I could be very wrong in my understanding of how zfs dedup works but I've often turned it on for the initial data population. So I turn it on, rsync or zfs send in my data and then I turn it off again. I don't care about memory usage during the initial setup of a system so I assume this is not doing much harm. [...]

How much potential harm this does depends on what you do with the data that was written with deduplication on. If you leave the data sitting there, this is relatively harmless. However, if you delete the data (including overwriting data in files 'in place'), then ZFS must update the DDT (deduplication table) to correctly maintain the reference count of each unique data block. If you don't have enough memory to hold all of the DDT, then this is going to require disk reads to page chunks of it in and out. The amount of reading and slowdown goes up as you delete more and more data at once, for example if you delete an entire snapshot or filesystem.

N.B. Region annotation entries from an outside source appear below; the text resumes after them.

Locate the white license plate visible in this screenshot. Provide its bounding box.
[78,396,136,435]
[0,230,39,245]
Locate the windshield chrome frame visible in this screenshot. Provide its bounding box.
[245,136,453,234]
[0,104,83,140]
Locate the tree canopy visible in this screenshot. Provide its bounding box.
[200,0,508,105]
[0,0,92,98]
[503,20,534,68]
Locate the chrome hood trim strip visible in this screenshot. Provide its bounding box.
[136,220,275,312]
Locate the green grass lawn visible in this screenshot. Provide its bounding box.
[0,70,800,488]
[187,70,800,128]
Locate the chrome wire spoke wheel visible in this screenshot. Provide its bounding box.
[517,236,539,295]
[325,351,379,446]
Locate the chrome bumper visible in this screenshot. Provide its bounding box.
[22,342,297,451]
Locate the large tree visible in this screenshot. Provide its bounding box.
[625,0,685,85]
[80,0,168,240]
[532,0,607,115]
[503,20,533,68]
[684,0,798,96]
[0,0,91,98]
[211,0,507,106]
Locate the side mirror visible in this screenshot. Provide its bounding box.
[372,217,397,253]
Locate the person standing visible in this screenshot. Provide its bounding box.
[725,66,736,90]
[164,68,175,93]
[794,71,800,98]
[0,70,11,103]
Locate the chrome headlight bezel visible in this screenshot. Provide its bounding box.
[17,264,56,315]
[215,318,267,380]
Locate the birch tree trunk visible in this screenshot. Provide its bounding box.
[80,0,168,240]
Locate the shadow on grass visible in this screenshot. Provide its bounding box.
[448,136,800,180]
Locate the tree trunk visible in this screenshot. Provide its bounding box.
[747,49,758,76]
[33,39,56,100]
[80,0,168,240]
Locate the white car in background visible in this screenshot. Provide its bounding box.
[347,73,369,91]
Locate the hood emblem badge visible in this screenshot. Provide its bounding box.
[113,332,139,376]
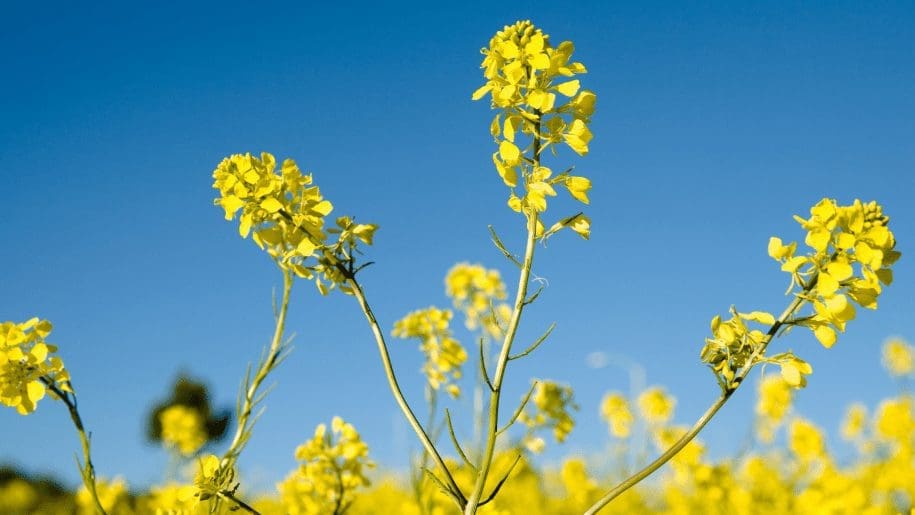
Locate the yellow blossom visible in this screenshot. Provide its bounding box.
[883,338,915,376]
[842,403,867,440]
[472,21,597,222]
[0,318,72,415]
[518,381,578,453]
[277,417,375,515]
[391,306,467,398]
[788,418,826,461]
[159,404,207,456]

(This is a classical surprise issue with deduplication, going back to early days. People are disconcerted when operations like 'zfs destroy <snapshot>' sit there for ages, or at least run in the background for ages even if the command returns immediately.)

Brendan Long asked:

Have the massive price drops for SSD's since 2010 change your opinion on this at all? It seems like the performance hit is quite bad if you have to do random seeks on a spinning disk, but it's ok on SSD's, and you can get a 100 GB SSD for $20 these days.

I'm not sure if it's okay on SSDs, so here's my view. Reads aren't slowed by being deduplicated, but writes (and deletes) require a synchronous check of the DDT for every block, which means a synchronous SSD read IO if the necessary section of the DDT isn't in RAM. It's not clear to me what latency SSDs have for isolated synchronous reads, but my vaguely measured numbers suggest that we should assume on at least a couple of milliseconds per read.

I haven't read the ZFS code, so I don't know if it performs DDT checking serially as it processes each block being written or deleted (which would be a natural approach), or if it somehow batches the checks up to issue them in parallel. If DDT checks are fully serial and you have to go to SSD on each one, you're looking at a write or delete rate of at most a thousand blocks a second. If you're dealing with 128 KB blocks (the typical maximum ZFS recordsize), that works out to about 125 MBytes a second. This is okay but not all that impressive for a SSD, and it would mean that deleting large objects could still take quite a while to complete.

(Deleting 100 GB might take over 13 minutes, for example.)

On the other hand, if we assume that a typical SATA 6 GB/s SSD has a sustained write bandwidth of 550 Mbytes/sec, you only need around 4,400 DDT checks a second in order to hit that data rate for writing out 128 KB ZFS blocks. In practice you're probably not going to get 550 Mbytes/sec of user level write bandwidth out of a deduplicated ZFS pool on a single SSD, because both the necessary DDT writes and the DDT reads will take up some of the bandwidth to and from the SSD (even if the DDT is entirely in RAM, it gets updated on writes and deletes and those updates have to be written back to the SSD).

(This also implies that 4,400 written out DDT blocks a second is about the maximum you can do on a single SSD, for deletes. But I expect that writing out updated DDT entries for deletes is batched and generally doesn't touch that many different blocks of the DDT.)

On the whole, I think that there are enough uncertainties about the performance of deduplicated ZFS pools even on SSDs that I wouldn't want to build one for general use. I'd say 'without a good amount of testing', but I'm not sure that testing would convince me that I wouldn't run into a corner case in ordinary use after long enough.